1) Separate the form creation and Application Run method and check a bool
variable, such as this:
private bool doExit = false;
...
static void Main()
{
Form1 f1 = new Form1(); // set doExit to true in constructor if
there's a problem.
if( !f1.doExit )
{
Application.Run( f1 );
}
}
...
2) Can you delay the exit until the Load event? You can't close an
Application until after the message pump has begun processing, which happens
after your main Form constructor.

3) Throw an exception in your constructor and catch it in Main()

Chris R.

 

[Ann Marinas]

I think you are right.

Thank you so much for correcting me. I really do appreciate it!


Ann

 

[Andrew Warren]

Thanks Chris. I'd already coded a solution along the
lines of your first option but I couldn't understand why
Application.Exit() _didn't_! Your comment in suggestion
2 answers this to some extent but raises the question -
when does the message pump start processing exactly? From
your comments it's some time between exiting the
constructor and exiting form.Load().

 

[Andrew Warren]

Thanks Dave. I rearranged the code to operate along the
lines of your first suggestion.

 

[Chris R]

Hello Andrew,

Actually, it's suggestion 1) that give the best clue, because the first
thing to run is the Form1 Constructor. Then the Application.Run is started,
beginning the message pump at this point, then the Form1.Load() is run.

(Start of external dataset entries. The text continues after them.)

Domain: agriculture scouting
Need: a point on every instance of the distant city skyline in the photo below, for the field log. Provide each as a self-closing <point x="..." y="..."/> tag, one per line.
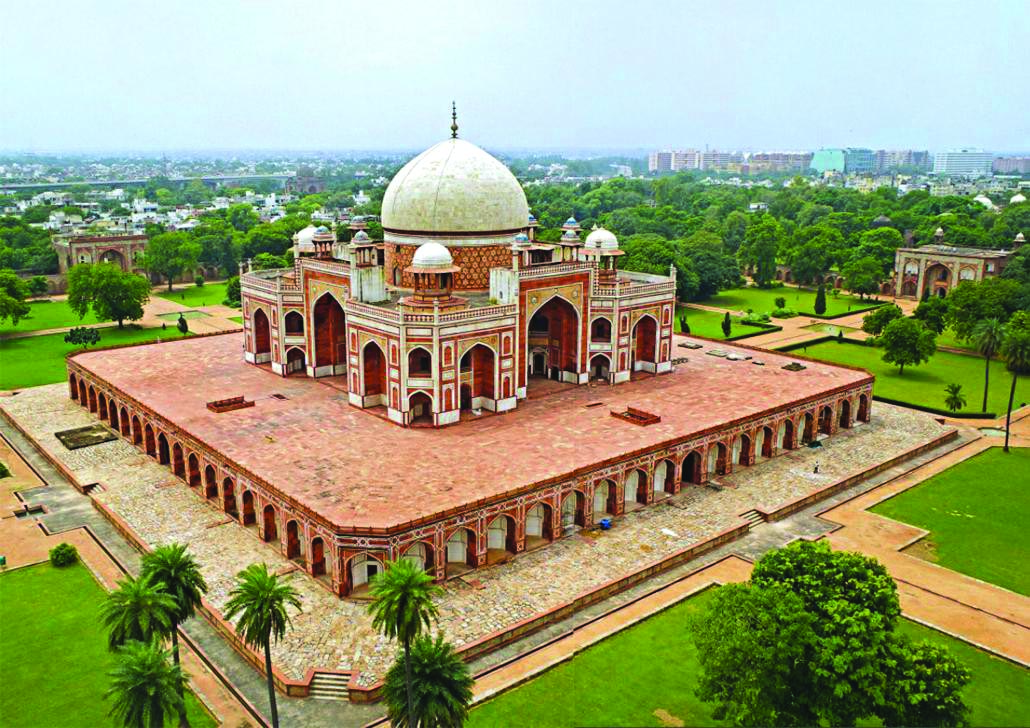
<point x="535" y="75"/>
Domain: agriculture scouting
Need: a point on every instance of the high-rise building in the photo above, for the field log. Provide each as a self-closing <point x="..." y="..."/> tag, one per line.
<point x="850" y="161"/>
<point x="963" y="163"/>
<point x="1013" y="165"/>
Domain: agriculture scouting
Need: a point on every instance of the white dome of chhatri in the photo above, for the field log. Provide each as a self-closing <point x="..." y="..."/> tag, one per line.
<point x="602" y="239"/>
<point x="432" y="255"/>
<point x="454" y="186"/>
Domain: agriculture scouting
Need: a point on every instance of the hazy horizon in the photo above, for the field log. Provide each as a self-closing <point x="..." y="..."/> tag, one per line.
<point x="324" y="77"/>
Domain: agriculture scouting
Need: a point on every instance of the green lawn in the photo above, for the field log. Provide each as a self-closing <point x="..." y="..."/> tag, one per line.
<point x="652" y="666"/>
<point x="709" y="323"/>
<point x="973" y="514"/>
<point x="207" y="295"/>
<point x="46" y="314"/>
<point x="55" y="653"/>
<point x="925" y="384"/>
<point x="801" y="300"/>
<point x="40" y="359"/>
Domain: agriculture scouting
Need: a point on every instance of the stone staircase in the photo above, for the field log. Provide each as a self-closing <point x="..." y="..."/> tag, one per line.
<point x="753" y="518"/>
<point x="325" y="686"/>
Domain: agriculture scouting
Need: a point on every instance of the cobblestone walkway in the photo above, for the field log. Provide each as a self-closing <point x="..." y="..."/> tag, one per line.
<point x="337" y="634"/>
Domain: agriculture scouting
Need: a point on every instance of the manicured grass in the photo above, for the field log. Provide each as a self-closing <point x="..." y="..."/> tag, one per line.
<point x="652" y="666"/>
<point x="925" y="384"/>
<point x="619" y="682"/>
<point x="976" y="514"/>
<point x="46" y="314"/>
<point x="207" y="295"/>
<point x="801" y="300"/>
<point x="998" y="693"/>
<point x="40" y="359"/>
<point x="709" y="323"/>
<point x="55" y="653"/>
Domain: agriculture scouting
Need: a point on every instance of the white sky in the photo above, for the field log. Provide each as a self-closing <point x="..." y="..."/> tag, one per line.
<point x="763" y="74"/>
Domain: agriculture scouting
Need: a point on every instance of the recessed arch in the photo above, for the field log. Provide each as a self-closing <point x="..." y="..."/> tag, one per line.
<point x="330" y="335"/>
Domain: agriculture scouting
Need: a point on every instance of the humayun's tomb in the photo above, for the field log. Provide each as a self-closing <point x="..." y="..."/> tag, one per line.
<point x="455" y="393"/>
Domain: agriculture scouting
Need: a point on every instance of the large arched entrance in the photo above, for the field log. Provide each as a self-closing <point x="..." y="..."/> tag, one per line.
<point x="538" y="526"/>
<point x="645" y="345"/>
<point x="634" y="490"/>
<point x="553" y="337"/>
<point x="460" y="552"/>
<point x="374" y="369"/>
<point x="164" y="453"/>
<point x="692" y="471"/>
<point x="330" y="337"/>
<point x="229" y="497"/>
<point x="477" y="378"/>
<point x="420" y="409"/>
<point x="263" y="337"/>
<point x="604" y="494"/>
<point x="501" y="540"/>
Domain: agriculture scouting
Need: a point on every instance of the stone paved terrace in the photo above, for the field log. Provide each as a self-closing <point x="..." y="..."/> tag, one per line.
<point x="336" y="634"/>
<point x="356" y="470"/>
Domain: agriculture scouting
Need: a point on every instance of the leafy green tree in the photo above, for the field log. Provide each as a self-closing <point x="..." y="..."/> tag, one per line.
<point x="138" y="610"/>
<point x="820" y="307"/>
<point x="233" y="291"/>
<point x="169" y="254"/>
<point x="13" y="291"/>
<point x="972" y="302"/>
<point x="906" y="341"/>
<point x="954" y="399"/>
<point x="862" y="276"/>
<point x="760" y="245"/>
<point x="38" y="286"/>
<point x="874" y="321"/>
<point x="178" y="574"/>
<point x="146" y="688"/>
<point x="402" y="607"/>
<point x="925" y="686"/>
<point x="754" y="645"/>
<point x="933" y="314"/>
<point x="811" y="640"/>
<point x="82" y="336"/>
<point x="259" y="603"/>
<point x="988" y="337"/>
<point x="1016" y="352"/>
<point x="111" y="292"/>
<point x="440" y="685"/>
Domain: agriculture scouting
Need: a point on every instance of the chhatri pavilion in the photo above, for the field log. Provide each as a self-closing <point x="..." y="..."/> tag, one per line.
<point x="455" y="393"/>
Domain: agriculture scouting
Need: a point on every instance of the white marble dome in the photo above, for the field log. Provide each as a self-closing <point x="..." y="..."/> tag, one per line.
<point x="602" y="239"/>
<point x="432" y="255"/>
<point x="454" y="186"/>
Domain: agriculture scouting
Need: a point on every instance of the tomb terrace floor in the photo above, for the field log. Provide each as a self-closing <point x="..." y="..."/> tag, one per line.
<point x="358" y="471"/>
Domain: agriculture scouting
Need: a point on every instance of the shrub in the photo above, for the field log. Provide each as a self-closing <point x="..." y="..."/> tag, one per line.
<point x="64" y="555"/>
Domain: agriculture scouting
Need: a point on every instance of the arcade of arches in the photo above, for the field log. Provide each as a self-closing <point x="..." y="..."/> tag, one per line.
<point x="465" y="546"/>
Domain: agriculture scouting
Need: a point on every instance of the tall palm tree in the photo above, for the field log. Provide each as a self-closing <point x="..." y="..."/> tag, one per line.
<point x="955" y="400"/>
<point x="987" y="337"/>
<point x="402" y="607"/>
<point x="146" y="687"/>
<point x="1016" y="352"/>
<point x="178" y="574"/>
<point x="442" y="686"/>
<point x="138" y="610"/>
<point x="260" y="600"/>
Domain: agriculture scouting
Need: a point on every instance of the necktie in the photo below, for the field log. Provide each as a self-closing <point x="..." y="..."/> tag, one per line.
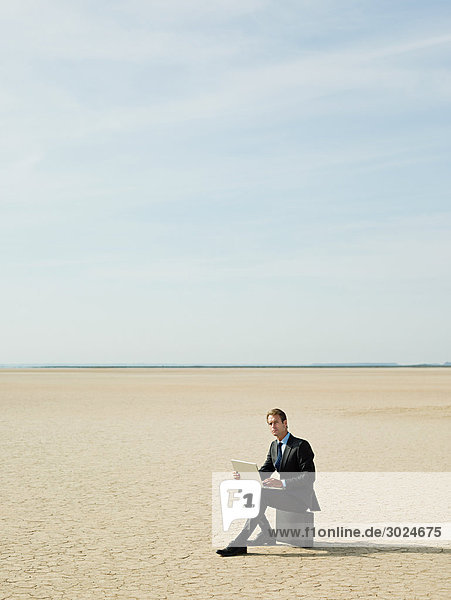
<point x="279" y="457"/>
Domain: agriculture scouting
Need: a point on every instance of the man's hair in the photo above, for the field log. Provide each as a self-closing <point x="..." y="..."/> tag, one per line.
<point x="276" y="411"/>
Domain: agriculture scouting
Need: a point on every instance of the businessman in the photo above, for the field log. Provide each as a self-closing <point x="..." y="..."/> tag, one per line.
<point x="292" y="458"/>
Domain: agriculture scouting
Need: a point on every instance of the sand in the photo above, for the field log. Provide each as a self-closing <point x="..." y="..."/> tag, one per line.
<point x="105" y="478"/>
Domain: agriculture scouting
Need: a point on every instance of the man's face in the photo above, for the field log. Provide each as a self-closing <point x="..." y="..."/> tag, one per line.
<point x="278" y="427"/>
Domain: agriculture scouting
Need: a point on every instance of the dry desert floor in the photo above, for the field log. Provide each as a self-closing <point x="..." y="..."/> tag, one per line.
<point x="105" y="479"/>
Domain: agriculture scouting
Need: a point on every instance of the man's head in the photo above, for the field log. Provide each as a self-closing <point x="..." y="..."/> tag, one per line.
<point x="277" y="421"/>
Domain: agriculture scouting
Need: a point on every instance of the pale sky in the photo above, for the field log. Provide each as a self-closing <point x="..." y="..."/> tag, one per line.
<point x="225" y="181"/>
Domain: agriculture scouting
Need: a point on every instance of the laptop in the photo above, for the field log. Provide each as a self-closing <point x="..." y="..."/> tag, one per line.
<point x="249" y="470"/>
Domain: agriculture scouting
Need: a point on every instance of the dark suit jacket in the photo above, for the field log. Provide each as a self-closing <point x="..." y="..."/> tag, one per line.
<point x="297" y="469"/>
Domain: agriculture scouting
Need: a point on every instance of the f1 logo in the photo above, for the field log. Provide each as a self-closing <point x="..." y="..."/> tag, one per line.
<point x="240" y="499"/>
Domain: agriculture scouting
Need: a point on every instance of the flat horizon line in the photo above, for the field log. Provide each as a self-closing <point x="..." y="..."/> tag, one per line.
<point x="217" y="365"/>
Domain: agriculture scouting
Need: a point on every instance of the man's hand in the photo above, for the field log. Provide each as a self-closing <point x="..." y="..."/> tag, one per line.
<point x="271" y="482"/>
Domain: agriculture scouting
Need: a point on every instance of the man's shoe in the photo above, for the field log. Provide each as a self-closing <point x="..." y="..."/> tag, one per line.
<point x="232" y="551"/>
<point x="262" y="539"/>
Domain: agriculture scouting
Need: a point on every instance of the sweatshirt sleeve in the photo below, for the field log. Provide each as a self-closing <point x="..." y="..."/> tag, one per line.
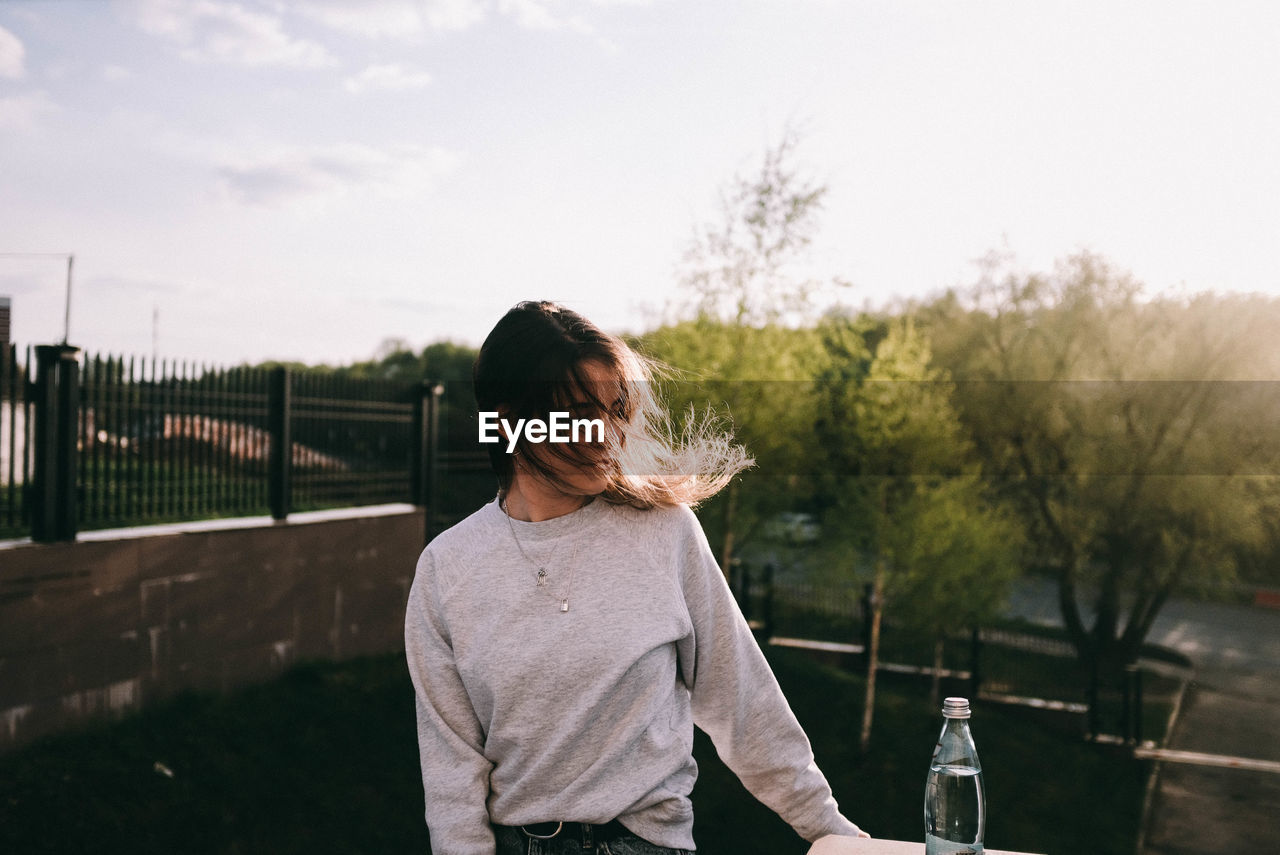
<point x="449" y="736"/>
<point x="737" y="702"/>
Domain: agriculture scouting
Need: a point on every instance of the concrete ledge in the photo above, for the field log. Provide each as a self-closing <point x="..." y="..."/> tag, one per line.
<point x="124" y="617"/>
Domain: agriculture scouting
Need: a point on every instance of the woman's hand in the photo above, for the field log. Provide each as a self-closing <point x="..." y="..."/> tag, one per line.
<point x="837" y="845"/>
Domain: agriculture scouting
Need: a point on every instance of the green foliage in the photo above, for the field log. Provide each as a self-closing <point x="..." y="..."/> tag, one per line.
<point x="759" y="383"/>
<point x="903" y="484"/>
<point x="1136" y="437"/>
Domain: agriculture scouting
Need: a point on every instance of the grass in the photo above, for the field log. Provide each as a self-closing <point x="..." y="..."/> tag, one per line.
<point x="325" y="760"/>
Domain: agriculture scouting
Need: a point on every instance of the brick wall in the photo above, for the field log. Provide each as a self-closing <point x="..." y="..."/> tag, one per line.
<point x="114" y="622"/>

Application.Run( new Form1() );
// Is equivalent to:
Form1 f1 = new Form1();
Application.Run( f1 );
// except this will hold a few extra bytes of memory.

When using
Application.Run( new Form1() );
the "new Form1()" is evaluated first, running the constructor and passing it
to the Application.Run as a parameter, and Run runs. It is after this that
the Load event is called. So, suggestion 1) and this way are really the
same thing, except suggestion 1) breaks it down the it's logical steps and
allows you to add intervening steps.

Chris R.